Non ho mai pensato più di tanto a cosa significa ‘fare i compiti a casa’.
Adesso la questione mi ha frontalmente investito, come mi spiazza il passaggio dalle elementari alle medie.
Già le medie.
Le cose cambiano.
Cambiano i ragazzi (cambiano i figli!).
Giacomo torna a casa da scuola (la scuola mi sembra così seria ed esigente…) e ha i compiti da fare.
Quando sfoglio i libri di testo li trovo interessanti, ricchi di spunti e di proposte.
Ma per Giacomo i compiti sono un’incombenza da spostare nel tempo (ci si dovrebbe forse preoccupare del contrario…).
Quello a cui non avevo mai fatto caso è che fare i compiti, quando finalmente non si può più rimandare, significa gettarsi sugli esercizi assegnati.
E perdersi, ritrovare e non ritrovare il bandolo, capire schegge, fare più o meno quello che l’esercizio esige.
Salvo ritrovarsi la sera e dover riprendere in mano tutto.
Da capo.
C’è qualcosa che non torna.
Giovanna sostiene sia effetto dell’approccio delle elementari.
I compiti erano fare l’esercizio che serviva a fissare qualcosa che era stato ben chiarito a scuola.
Adesso il gioco comincia a farsi duro (anche per i genitori).
E un po’ di tecnica potrebbe non guastare.
Fare i compiti significa (provo a spiegarmela così):
– tenere a portata di mano un foglio per la brutta;
– rileggere le spiegazioni del libro;
– provare a fare qualche schemino riassuntivo;
– provare a fare gli esercizi guidati;
– solo allora buttarsi sugli esercizi (che a quel punto filano via);
– e (volendo esagerare) ridare un’occhio alle spiegazioni del libro.
Lo so, messa così la cosa sembra sofisticata e pretenziosa.
Ma – timer del forno alla mano – ci si mette la metà del tempo.
Unico inconveniente è che bisogna essere in due.
Genitore e figlio.
Si presentano alcune domande:
– la truccologia per affrontare lo studio (i metodi e le tecniche) non dovrebbero essere di pertinenza della scuola?
– i prof ci provano a dare le indicazioni… allora è proprio dura la preadolescenza?
– è giusto, saggio e opportuno aiutare i figli?
– e chi – per sovraccarico, fatica o indisponibilità – non ce la fa?
Parole di speranza welcome;-)
Attingendo alla mia esperienza, ecco qualche suggerimento:
– Fare i compiti con una persona di pari età, un amico/a.
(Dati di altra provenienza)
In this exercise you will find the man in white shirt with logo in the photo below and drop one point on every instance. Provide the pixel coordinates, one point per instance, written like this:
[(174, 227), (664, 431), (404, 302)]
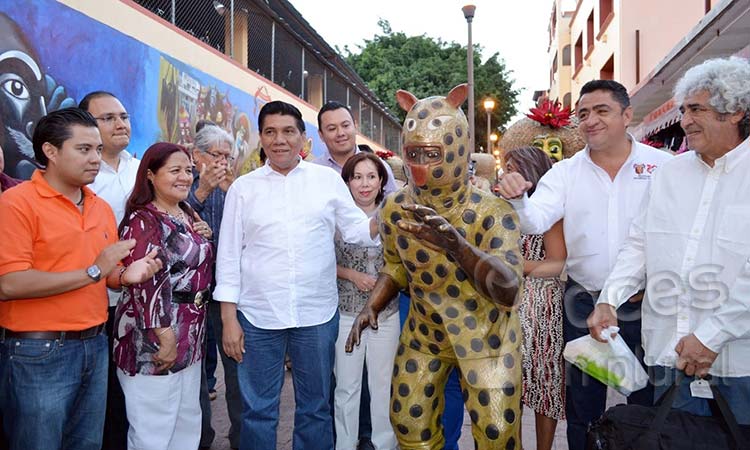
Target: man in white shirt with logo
[(113, 183), (691, 242), (276, 279), (597, 193)]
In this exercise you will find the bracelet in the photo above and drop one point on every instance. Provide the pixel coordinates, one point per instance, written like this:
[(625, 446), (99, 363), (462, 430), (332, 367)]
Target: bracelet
[(119, 278)]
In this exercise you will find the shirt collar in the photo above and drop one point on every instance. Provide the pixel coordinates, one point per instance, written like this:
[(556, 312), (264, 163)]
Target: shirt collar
[(45, 190), (267, 170)]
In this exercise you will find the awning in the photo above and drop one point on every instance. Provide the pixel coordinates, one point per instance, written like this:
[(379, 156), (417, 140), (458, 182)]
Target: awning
[(724, 31)]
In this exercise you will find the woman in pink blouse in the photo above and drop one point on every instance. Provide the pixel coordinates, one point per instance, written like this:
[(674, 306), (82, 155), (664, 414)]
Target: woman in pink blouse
[(159, 324)]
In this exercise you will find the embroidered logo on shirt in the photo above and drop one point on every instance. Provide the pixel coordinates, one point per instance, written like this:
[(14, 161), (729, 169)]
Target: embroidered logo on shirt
[(643, 171)]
Il confronto aiuta a progredire, a non prendere il ritmo, a chiedere chiarimenti e a spiegare a propria volta. Mi viene in mente Vygotskij, un teorico dello sviluppo cognitivo: in sintesi, sosteneva l’esistenza di una zona mentale (Zona di Sviluppo Prossimale) entro la quale uno studente riesce a svolgere, con il sostegno di un adulto o in collaborazione con un pari più capace, prove che non sarebbe in grado di svolgere da solo. Attraverso il linguaggio e l’azione sociale, lo studente si appropria di nuovi strumenti cognitivi che gli permetteranno di risolvere in maniera autonoma problemi analoghi a quelli affrontati con gli altri. In mancanza di coetanei o di fratelli/sorelle più grandi, a mio avviso, è lecito anche l’aiuto di un adulto.
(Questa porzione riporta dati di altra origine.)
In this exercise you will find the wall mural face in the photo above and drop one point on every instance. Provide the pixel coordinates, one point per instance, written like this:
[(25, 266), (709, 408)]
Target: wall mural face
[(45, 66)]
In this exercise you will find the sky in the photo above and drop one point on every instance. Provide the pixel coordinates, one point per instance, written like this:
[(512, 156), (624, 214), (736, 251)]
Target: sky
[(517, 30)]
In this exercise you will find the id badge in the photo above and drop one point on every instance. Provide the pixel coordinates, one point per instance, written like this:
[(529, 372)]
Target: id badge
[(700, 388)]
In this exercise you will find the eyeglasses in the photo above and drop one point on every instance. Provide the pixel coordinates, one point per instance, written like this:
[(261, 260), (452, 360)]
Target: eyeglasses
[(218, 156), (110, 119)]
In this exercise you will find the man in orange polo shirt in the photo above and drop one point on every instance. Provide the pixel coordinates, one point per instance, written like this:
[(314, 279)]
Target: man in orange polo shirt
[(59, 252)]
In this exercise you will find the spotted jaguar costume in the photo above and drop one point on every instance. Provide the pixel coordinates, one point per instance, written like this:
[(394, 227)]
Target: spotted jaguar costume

– Capire le richieste esplicite e implicite dell’insegnante. Da un lato è fondamentale applicare il metodo di studio più efficace a ogni compito per ottimizzare le risorse, dall’altro è necessario non perdere di vista la richiesta. Studiare tutto, incluse le note a pie pagina, è dispendioso ma a volte si rivela necessario.
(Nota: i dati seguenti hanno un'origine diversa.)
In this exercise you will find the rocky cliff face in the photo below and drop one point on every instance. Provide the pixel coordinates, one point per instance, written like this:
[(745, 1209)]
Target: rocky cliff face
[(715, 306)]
– Se poi il carico di studio non ci permette di leggere, studiare fino all’ultima pagina il materiale assegnatoci, vale la pena rischiare, prendendo coraggio e affrontando le sfide. Anche quando sappiamo di non avere tutto sotto controllo.
Grazie Anna,
oggi ho comprato un libro per genitori alle prese con i compiti a casa di matematica.
Tornerò sull’argomento compiti!
;-)
Personalmente una delle grandi scoperte che ho fatto durante la scuola è stata quella di riuscire a “cavarmela” da sola, di saper gestire i miei tempi e i miei impegni, con un pò di fatica all’inizio, tanti errori, parecchie cancellature e qualche intuizione e indicazione utile al metodo di studio, tutto è poi filato liscio, con una buona dose di autonomia e autostima in più.